= Anne Marie Lütken =

Danish painter

Anna Maria (Anne Marie) Lütken (1916–2001) was a Danish painter who is remembered above all for her distinctive figure paintings, frequently based on her mother, her grandmother or herself as models. She also painted scenes of nature, including landscapes from Vendsyssel in the north of Jutland. In 2008, her works were presented together with those of Agnete Bjerre in an exhibition at Vrå where she was a member of the cultural association from 1956.

==Biography==
Born on 29 September 1916 in Årby near Kalundborg, Anna Maria Lütken was the daughter of the writer Povline Lütken (1893–1977). From 1947, she studied at the Royal Danish Academy of Fine Arts under Vilhelm Lundstrøm, Kræsten Iversen and Elof Risebye, graduating in 1955. While still studying, she exhibited her works from 1951, contributing to the Charlottenborg Spring Exhibitions (1953–1975) and Vrå exhibitions (1953–1984), and to many other shows.

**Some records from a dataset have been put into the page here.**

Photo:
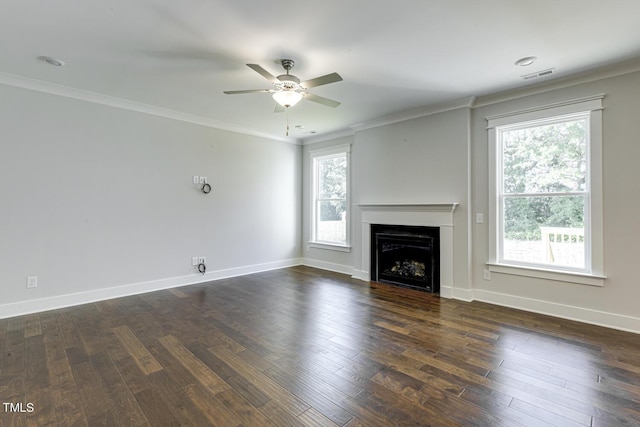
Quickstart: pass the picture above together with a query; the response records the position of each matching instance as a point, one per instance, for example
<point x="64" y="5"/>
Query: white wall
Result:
<point x="422" y="160"/>
<point x="443" y="158"/>
<point x="99" y="201"/>
<point x="615" y="304"/>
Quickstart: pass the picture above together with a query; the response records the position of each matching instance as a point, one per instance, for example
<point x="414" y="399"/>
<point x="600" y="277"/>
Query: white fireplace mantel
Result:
<point x="420" y="214"/>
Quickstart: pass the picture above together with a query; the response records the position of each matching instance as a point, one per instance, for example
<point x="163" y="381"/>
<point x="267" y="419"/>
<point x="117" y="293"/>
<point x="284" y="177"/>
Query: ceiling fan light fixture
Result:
<point x="287" y="98"/>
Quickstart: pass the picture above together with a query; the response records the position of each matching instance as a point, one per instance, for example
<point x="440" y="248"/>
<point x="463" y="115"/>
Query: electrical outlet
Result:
<point x="32" y="282"/>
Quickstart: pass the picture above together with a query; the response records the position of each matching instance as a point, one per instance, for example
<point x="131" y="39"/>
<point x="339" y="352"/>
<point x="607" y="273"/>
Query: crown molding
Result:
<point x="612" y="70"/>
<point x="126" y="104"/>
<point x="327" y="136"/>
<point x="415" y="113"/>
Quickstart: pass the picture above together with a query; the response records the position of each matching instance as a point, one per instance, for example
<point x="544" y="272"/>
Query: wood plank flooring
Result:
<point x="304" y="347"/>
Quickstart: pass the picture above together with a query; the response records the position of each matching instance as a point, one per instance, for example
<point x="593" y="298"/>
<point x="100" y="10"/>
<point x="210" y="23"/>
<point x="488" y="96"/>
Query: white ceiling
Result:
<point x="394" y="56"/>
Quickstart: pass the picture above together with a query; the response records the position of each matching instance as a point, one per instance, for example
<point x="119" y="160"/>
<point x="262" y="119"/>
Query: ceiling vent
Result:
<point x="537" y="74"/>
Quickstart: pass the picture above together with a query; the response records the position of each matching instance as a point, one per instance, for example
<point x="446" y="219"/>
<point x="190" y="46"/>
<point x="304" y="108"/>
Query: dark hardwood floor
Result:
<point x="302" y="347"/>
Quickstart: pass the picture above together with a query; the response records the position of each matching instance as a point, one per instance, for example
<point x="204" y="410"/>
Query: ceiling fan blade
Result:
<point x="264" y="73"/>
<point x="321" y="100"/>
<point x="237" y="92"/>
<point x="322" y="80"/>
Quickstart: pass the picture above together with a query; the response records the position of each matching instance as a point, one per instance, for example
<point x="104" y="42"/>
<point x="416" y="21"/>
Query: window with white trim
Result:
<point x="330" y="196"/>
<point x="546" y="189"/>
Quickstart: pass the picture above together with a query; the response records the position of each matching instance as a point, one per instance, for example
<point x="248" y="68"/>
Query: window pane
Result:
<point x="549" y="159"/>
<point x="544" y="230"/>
<point x="331" y="225"/>
<point x="332" y="178"/>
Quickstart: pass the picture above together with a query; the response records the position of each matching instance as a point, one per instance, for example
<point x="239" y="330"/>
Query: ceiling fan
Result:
<point x="288" y="89"/>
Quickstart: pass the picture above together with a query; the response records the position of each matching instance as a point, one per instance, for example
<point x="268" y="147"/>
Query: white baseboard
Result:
<point x="68" y="300"/>
<point x="330" y="266"/>
<point x="361" y="275"/>
<point x="579" y="314"/>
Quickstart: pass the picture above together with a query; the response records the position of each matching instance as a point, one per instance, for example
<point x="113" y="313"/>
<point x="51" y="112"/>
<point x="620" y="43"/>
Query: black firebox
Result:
<point x="406" y="256"/>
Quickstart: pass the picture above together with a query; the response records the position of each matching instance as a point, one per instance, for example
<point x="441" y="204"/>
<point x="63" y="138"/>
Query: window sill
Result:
<point x="330" y="246"/>
<point x="540" y="273"/>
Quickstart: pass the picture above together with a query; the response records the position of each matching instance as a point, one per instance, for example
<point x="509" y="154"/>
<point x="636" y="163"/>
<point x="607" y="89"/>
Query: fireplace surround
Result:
<point x="416" y="214"/>
<point x="406" y="256"/>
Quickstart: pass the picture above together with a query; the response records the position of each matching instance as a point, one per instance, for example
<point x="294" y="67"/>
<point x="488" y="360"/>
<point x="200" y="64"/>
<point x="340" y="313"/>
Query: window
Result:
<point x="330" y="196"/>
<point x="547" y="190"/>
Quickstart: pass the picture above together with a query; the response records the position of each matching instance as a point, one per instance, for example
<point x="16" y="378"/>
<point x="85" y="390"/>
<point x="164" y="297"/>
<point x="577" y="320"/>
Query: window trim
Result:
<point x="315" y="155"/>
<point x="595" y="275"/>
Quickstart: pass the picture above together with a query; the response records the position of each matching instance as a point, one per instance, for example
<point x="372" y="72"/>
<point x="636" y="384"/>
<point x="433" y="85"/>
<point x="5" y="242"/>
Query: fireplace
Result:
<point x="406" y="256"/>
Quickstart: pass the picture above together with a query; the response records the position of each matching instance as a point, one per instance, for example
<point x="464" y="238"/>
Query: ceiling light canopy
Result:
<point x="287" y="98"/>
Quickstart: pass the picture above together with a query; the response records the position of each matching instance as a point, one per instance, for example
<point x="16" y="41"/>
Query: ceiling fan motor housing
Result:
<point x="287" y="82"/>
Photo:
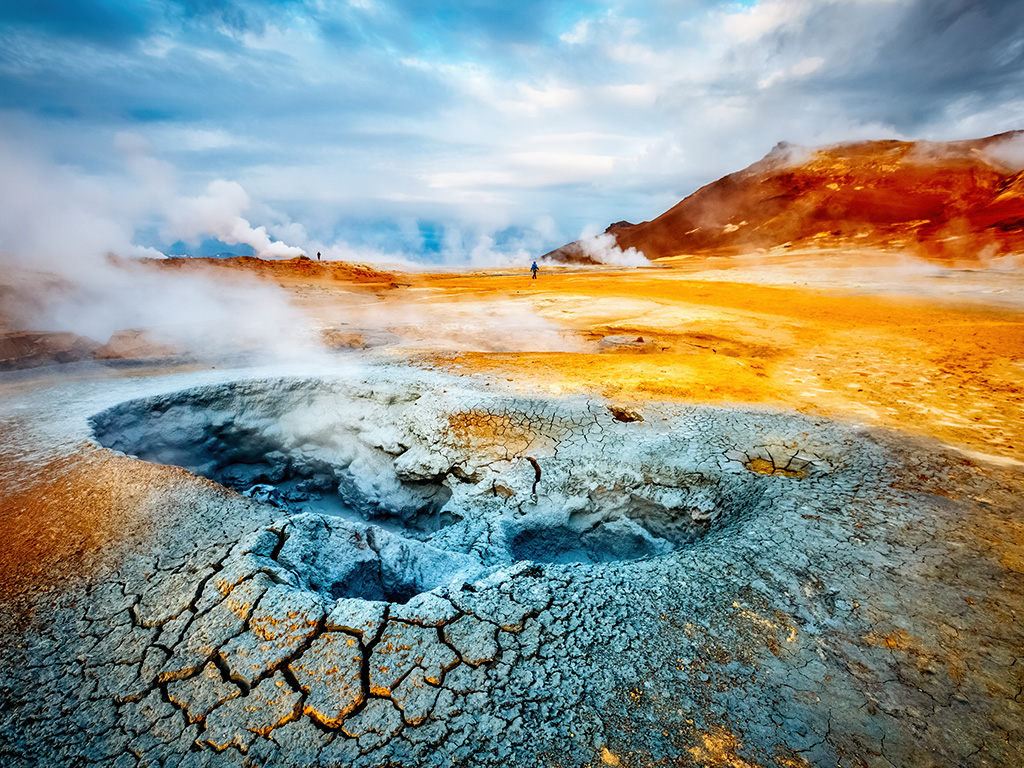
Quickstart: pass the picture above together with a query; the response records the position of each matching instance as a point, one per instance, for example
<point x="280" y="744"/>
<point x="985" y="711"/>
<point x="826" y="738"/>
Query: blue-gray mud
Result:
<point x="494" y="580"/>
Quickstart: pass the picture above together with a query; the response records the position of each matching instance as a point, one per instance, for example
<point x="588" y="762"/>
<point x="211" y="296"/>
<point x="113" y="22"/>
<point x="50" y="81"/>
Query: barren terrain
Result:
<point x="742" y="507"/>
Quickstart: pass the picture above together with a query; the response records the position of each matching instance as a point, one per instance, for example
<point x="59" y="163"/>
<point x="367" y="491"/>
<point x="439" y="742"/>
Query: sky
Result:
<point x="450" y="132"/>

From her début in 1951, Lütken developed her monumental figure style, becoming a distinctive contributor to Danish painting. She frequently used her mother and grandmother as models, her female figures extending over most of the painting surface. Her figures are usually combined with details such as the side of a chair leg or a table top, resulting in their appearance as part of a spatial whole. In her well balanced compositions, dark brown, green and greyish black areas form contrasts with a few much brighter areas. In her most successful works, the figures present stunning expressions of human existence.

In 2008, her works were presented together with those of Agnete Bjerre in an exhibition at Vrå. She had grown up in Vendsyssel and had been a member of the cultural association in Vrå from 1956.

Anne Marie Lütken died on 10 August 2001 and is buried in Hellerup Cemetery.